Given $\mathbf{A}$ and $\mathbf{B}$ two $m \times n$ real matrices, is there a closed form for the matrix equation \begin{equation} \|\mathbf{X}\|^{2}_{F} - 2 \cdot \mbox{trace} (\mathbf{X}^T\mathbf{A}) +\|\mathbf{B}\|^{2}_{F} = 0, \end{equation}
where $\mathbf{X} \in \mathbb{R}^{m\times n}$ and $\| \cdot \|_{F}$ is the Frobenius norm?
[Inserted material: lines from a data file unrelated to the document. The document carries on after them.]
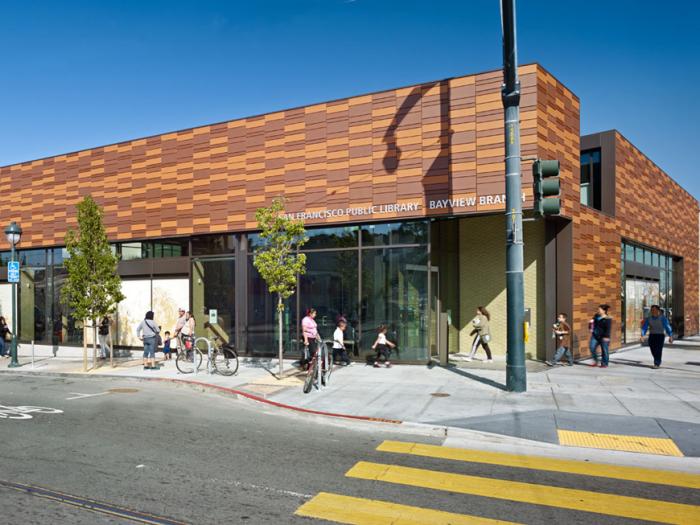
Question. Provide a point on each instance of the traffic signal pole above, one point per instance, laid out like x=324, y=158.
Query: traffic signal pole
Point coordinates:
x=510, y=95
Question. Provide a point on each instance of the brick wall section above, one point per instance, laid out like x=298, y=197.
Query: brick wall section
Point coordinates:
x=436, y=140
x=650, y=209
x=653, y=209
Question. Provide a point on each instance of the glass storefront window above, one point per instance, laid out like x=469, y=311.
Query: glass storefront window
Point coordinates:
x=214, y=288
x=168, y=248
x=133, y=250
x=262, y=329
x=212, y=244
x=395, y=233
x=395, y=294
x=322, y=238
x=330, y=286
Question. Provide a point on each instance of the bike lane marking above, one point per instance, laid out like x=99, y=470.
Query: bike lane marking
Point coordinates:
x=78, y=395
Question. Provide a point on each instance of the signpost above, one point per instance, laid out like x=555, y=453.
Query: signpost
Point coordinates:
x=13, y=272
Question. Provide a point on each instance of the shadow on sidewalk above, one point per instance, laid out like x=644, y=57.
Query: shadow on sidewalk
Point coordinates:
x=474, y=377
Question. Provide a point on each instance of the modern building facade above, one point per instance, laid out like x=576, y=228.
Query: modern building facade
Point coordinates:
x=402, y=195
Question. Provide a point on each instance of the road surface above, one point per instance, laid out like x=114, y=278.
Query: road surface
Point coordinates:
x=123, y=451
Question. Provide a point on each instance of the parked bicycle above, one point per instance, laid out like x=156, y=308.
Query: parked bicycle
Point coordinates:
x=222, y=357
x=320, y=368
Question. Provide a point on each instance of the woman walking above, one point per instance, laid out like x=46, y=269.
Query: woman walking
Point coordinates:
x=481, y=333
x=601, y=325
x=148, y=332
x=658, y=327
x=4, y=331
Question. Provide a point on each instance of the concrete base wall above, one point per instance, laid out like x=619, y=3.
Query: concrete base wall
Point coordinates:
x=482, y=281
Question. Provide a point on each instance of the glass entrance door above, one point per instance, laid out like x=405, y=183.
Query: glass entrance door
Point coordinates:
x=435, y=308
x=640, y=294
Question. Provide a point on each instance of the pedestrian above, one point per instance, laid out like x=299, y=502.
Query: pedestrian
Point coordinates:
x=181, y=320
x=562, y=334
x=5, y=337
x=166, y=346
x=309, y=330
x=600, y=327
x=383, y=347
x=148, y=332
x=339, y=352
x=103, y=332
x=481, y=333
x=658, y=327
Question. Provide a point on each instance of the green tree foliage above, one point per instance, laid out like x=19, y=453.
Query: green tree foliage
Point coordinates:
x=278, y=260
x=93, y=287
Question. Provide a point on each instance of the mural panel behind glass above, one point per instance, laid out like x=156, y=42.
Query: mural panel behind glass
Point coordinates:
x=132, y=310
x=168, y=296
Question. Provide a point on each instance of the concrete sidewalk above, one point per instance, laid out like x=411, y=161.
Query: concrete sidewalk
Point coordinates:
x=628, y=398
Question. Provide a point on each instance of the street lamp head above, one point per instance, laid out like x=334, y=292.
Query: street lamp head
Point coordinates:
x=13, y=233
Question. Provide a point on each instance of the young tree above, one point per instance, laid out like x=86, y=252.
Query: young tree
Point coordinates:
x=277, y=260
x=93, y=287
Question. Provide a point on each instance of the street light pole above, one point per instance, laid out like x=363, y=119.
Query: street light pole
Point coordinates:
x=515, y=293
x=14, y=234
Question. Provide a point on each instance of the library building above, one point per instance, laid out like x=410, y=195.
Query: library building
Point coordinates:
x=402, y=196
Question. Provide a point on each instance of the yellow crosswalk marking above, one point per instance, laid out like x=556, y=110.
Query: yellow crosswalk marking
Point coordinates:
x=566, y=498
x=360, y=511
x=646, y=445
x=661, y=477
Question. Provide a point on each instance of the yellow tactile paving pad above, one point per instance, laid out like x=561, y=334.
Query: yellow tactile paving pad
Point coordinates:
x=645, y=445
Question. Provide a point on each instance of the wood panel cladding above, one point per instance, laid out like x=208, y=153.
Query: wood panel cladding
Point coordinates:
x=371, y=157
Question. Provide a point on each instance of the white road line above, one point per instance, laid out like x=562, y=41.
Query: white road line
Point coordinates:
x=78, y=395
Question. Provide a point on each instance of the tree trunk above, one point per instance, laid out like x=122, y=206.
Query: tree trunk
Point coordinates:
x=94, y=344
x=84, y=345
x=280, y=309
x=111, y=348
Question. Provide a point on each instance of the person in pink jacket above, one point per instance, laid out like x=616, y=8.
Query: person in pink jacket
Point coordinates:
x=309, y=331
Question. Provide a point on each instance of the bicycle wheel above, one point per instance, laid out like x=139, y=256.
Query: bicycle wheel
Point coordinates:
x=311, y=375
x=187, y=360
x=226, y=361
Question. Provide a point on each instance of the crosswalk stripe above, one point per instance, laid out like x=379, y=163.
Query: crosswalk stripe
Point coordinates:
x=643, y=444
x=660, y=477
x=566, y=498
x=360, y=511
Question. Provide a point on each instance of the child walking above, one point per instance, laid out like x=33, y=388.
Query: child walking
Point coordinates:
x=383, y=347
x=481, y=333
x=166, y=347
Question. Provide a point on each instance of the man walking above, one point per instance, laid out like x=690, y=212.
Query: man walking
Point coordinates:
x=658, y=327
x=562, y=334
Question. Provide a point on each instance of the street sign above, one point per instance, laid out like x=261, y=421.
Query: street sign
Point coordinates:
x=13, y=272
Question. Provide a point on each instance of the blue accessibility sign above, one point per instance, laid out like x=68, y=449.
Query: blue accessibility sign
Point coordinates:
x=13, y=272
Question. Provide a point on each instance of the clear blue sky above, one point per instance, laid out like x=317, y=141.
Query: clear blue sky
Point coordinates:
x=82, y=74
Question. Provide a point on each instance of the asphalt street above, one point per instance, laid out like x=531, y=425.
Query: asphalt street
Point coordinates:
x=173, y=455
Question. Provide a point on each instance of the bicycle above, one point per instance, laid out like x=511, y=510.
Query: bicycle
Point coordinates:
x=222, y=357
x=319, y=375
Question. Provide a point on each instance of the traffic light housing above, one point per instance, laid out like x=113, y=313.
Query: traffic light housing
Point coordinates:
x=546, y=187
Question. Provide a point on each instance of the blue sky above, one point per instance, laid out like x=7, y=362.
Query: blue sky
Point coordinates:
x=82, y=74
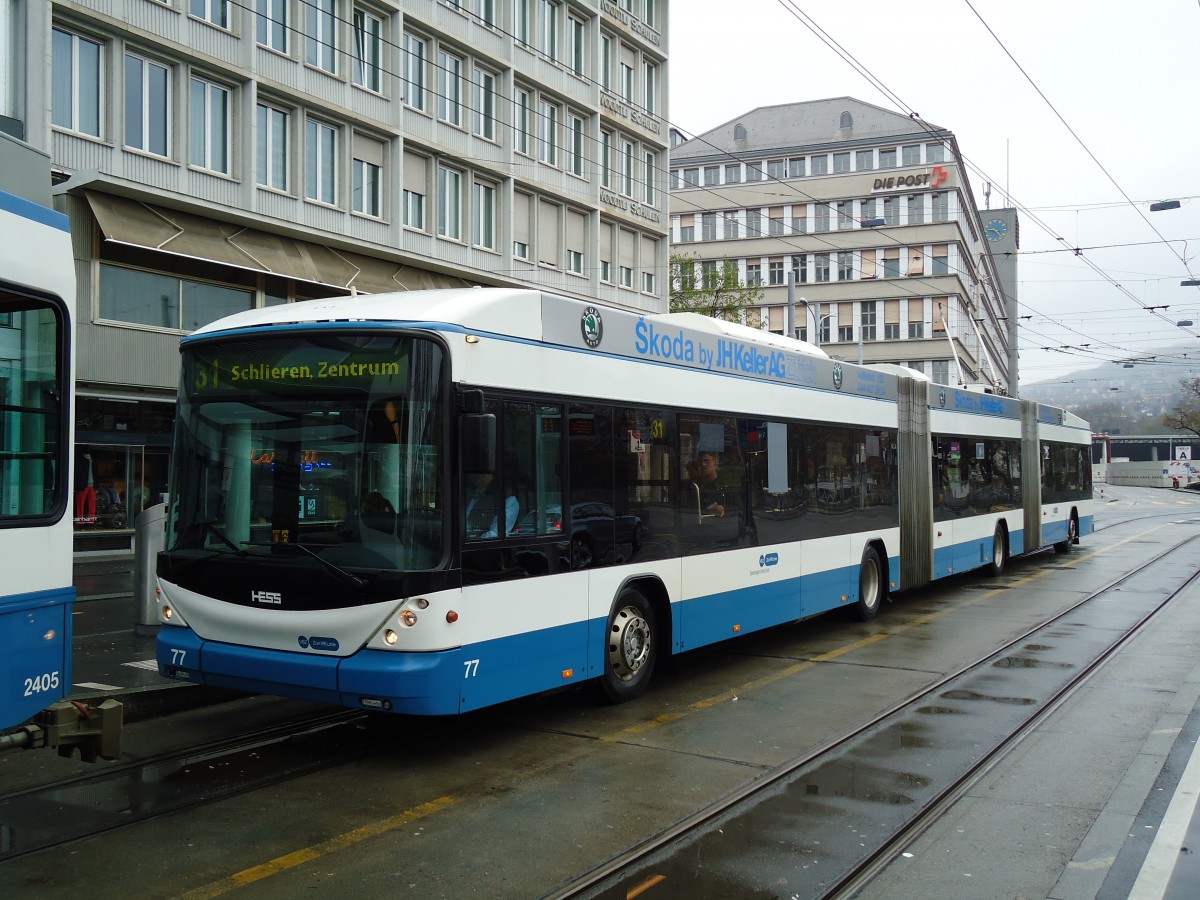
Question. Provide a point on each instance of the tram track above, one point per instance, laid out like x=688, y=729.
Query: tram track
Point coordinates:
x=679, y=857
x=43, y=816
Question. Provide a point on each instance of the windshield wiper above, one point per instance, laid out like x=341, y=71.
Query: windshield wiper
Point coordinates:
x=351, y=579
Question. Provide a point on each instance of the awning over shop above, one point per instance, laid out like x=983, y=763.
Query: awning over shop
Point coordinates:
x=171, y=231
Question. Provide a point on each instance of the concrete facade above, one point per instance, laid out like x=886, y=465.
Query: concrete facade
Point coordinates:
x=216, y=156
x=874, y=214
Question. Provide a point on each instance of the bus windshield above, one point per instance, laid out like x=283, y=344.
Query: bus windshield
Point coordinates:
x=333, y=442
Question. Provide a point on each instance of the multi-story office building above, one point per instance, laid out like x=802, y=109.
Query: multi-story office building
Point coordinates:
x=215, y=156
x=873, y=215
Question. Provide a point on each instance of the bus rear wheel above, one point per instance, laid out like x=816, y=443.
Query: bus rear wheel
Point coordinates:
x=999, y=552
x=630, y=647
x=1072, y=535
x=871, y=588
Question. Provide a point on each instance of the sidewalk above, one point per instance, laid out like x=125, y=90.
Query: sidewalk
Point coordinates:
x=112, y=659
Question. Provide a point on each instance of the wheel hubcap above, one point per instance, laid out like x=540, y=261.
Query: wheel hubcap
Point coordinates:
x=629, y=642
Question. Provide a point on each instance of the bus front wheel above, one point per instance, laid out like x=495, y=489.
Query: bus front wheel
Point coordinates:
x=871, y=588
x=630, y=647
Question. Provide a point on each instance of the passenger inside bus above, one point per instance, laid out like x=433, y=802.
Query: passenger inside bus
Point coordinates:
x=483, y=509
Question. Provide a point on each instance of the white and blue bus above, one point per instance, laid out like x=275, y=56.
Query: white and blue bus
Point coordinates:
x=432, y=502
x=37, y=292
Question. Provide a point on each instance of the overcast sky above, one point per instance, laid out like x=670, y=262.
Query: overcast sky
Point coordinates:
x=1123, y=77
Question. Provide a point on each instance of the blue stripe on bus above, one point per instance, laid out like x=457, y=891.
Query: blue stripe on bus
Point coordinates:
x=34, y=211
x=475, y=676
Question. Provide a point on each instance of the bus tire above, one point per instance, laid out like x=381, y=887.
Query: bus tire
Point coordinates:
x=1072, y=535
x=630, y=647
x=871, y=586
x=999, y=552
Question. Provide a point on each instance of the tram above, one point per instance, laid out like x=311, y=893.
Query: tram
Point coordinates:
x=432, y=502
x=37, y=293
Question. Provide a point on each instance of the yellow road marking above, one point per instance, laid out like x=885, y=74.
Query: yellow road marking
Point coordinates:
x=341, y=841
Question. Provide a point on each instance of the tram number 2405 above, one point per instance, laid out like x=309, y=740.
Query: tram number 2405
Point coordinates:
x=42, y=683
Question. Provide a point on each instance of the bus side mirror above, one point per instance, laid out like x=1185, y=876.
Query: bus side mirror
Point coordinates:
x=478, y=443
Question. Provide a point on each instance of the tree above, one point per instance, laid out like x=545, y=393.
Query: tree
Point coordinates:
x=715, y=291
x=1185, y=415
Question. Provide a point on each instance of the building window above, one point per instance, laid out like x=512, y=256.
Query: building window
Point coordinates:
x=215, y=12
x=414, y=71
x=606, y=63
x=367, y=189
x=210, y=126
x=321, y=162
x=485, y=215
x=868, y=319
x=579, y=136
x=941, y=207
x=606, y=138
x=76, y=101
x=147, y=105
x=321, y=34
x=821, y=217
x=550, y=28
x=891, y=210
x=273, y=147
x=845, y=214
x=414, y=210
x=651, y=87
x=521, y=21
x=577, y=30
x=485, y=105
x=449, y=203
x=845, y=265
x=522, y=120
x=161, y=300
x=916, y=208
x=547, y=149
x=273, y=24
x=367, y=47
x=449, y=88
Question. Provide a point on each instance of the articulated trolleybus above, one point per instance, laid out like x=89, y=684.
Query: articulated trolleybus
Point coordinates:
x=437, y=501
x=36, y=595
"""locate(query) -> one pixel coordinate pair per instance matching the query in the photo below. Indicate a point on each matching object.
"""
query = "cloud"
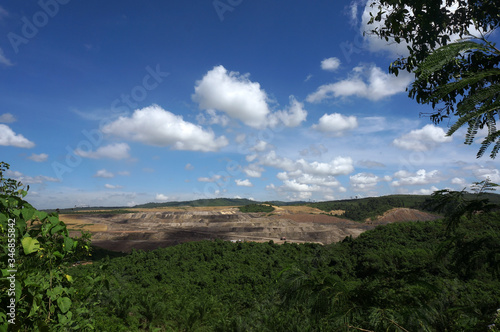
(423, 139)
(378, 45)
(110, 186)
(337, 166)
(3, 13)
(421, 177)
(212, 118)
(214, 178)
(368, 82)
(458, 181)
(233, 94)
(372, 42)
(253, 170)
(25, 179)
(260, 146)
(370, 164)
(336, 123)
(243, 100)
(243, 183)
(4, 60)
(292, 116)
(103, 173)
(161, 197)
(155, 126)
(115, 151)
(364, 181)
(493, 174)
(10, 138)
(7, 118)
(425, 191)
(302, 178)
(330, 64)
(39, 158)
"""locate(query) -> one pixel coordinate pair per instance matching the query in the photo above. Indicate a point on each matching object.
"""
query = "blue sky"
(119, 103)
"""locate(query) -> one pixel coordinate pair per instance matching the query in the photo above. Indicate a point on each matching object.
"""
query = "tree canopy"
(455, 62)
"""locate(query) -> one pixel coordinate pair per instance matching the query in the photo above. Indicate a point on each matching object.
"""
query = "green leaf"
(64, 304)
(68, 244)
(41, 215)
(56, 229)
(30, 245)
(28, 212)
(58, 254)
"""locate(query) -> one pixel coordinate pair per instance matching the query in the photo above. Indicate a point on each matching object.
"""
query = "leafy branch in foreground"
(38, 251)
(456, 204)
(459, 78)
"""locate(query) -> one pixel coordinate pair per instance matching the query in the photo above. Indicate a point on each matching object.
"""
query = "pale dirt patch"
(79, 222)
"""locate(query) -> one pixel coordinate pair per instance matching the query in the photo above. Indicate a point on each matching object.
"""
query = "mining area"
(150, 229)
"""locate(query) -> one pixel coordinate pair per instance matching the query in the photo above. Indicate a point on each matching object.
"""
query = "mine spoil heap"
(151, 230)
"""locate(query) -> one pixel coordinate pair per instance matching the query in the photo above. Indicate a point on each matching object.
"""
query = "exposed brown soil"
(154, 228)
(404, 214)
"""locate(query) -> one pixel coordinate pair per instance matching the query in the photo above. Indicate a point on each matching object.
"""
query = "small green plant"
(36, 249)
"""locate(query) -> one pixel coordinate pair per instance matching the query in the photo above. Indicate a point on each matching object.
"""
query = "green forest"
(414, 276)
(400, 277)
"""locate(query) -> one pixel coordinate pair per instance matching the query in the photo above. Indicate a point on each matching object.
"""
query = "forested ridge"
(439, 275)
(406, 276)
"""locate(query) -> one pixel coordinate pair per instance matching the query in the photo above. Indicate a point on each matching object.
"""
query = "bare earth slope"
(154, 228)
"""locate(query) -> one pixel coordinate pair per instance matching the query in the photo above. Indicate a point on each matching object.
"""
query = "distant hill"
(355, 209)
(362, 209)
(201, 202)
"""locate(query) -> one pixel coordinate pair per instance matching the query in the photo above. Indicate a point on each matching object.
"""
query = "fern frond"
(487, 142)
(464, 82)
(445, 55)
(485, 109)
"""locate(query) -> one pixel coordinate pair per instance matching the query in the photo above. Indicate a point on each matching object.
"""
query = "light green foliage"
(42, 252)
(459, 79)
Notice that this equation can be viewed as a generalization of a simple quadratic equation.
$||X||_F^2=Tr(X^TX)$. So you can rewrite your equation in the following form: $$ Tr(X^TX-2X^TA+B^TB)=Tr(X^TX-X^TA-A^TX+A^TA+B^TB-A^TA)=Tr((X-A)^T(X-A)+B^TB-A^TA)=0 $$ So $$ Tr(X-A)^T(X-A))=Tr(A^TA-B^TB); $$ At least we can understand now that solution may exists only if $a=Tr(A^TA-B^TB)\ge 0$. Now all matrices such that $||Y||_F^2=a$ will generate solution as $X=Y+A$.